Moreover, the density of bus, bikeshare, and other metro stations within a 2 km radius of a metro station had a great impact on the metro-bikeshare transfer volume. Specifically, bus and other metro stations nearby had a negative correlation with the transfer demand at one metro station. As for spatial patterns, the coefficients of bus and metro stations’ density show similar distributions in
Figure 6 and
Figure 7, reaching peaks in the core urban area. One factor that can explain this finding is the relatively well-developed public transport network, including more bus lines and a higher frequency of each line in urban areas, which makes bus another important feeder mode to metro in addition to bikeshare. When the density of bus stations increases, part of the transfer demand for metro-bikeshare will shift to metro-bus. Furthermore, the density of metro stations has a highly positive relationship with local development level. High density in urban areas often indicates heavy on-road traffic and, therefore, a higher risk of injury when riding bicycles.
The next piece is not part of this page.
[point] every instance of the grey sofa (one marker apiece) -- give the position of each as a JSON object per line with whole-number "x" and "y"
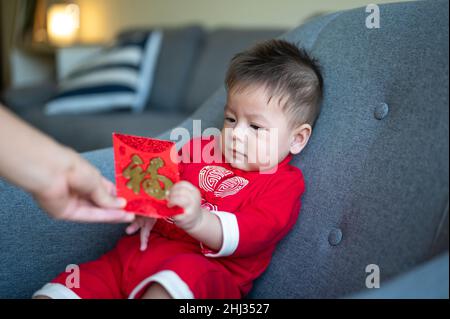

Thus, the higher the density, the more discouraged is the usage of bikeshare. In light of this, to improve metro-bikeshare service in urban areas, more bike lanes should be built, and illegal occupation of exclusive bicycle lanes by cars should be punished according to the law.
As
Figure 8 shows, the density of bikeshare stations within a 2 km radius of a metro station is found to be positively correlated with metro-bikeshare usage. The coefficient reaches its highest value in the southern regions of suburban areas, which may indicate that the average riding distance in this area is currently quite unsatisfying, and the potential market for metro-bikeshare transfer is great. As a result, more bikeshare stations should be built in suburban areas to shorten the average riding distance and potentially attract more people to apply bikeshare as a feeder mode to metro, consistent with the results of Parkin et al. [
62] and Faghih-Imani A et al. [
63].
As shown in
Figure 9, the coefficient of entertainment POI was highest in the urban area, especially around Station 9 (XinJieKou metro station), where most of the major shopping centers are located. This result indicates that more recreational area is expected to bring more metro-bikeshare transfers. This finding is intuitive because the traffic conditions around the entertainment POI are congested, especially during peak transit hours. The relatively higher density of bikeshare stations in urban areas improves the accessibility of bikeshare. Passengers who prefer cheaper and time-saving travel modes are more likely to choose bikeshare to reach entertainment destinations. On the other hand, the roads in suburban areas are mainly built for the sake of motorized vehicles, and metro stations in suburban areas fail to serve many large-scale entertainment sites, so that people must arrive there by car or taxi. Few people are willing to choose the bikeshare-metro travel mode for entertainment in suburban districts, principally due to the low density of metro stations. Therefore, it is suggested that the government should increase metro stations in suburban districts to improve the accessibility of some entertainment places, which will in turn attract more people to choose the metro-bikeshare travel mode.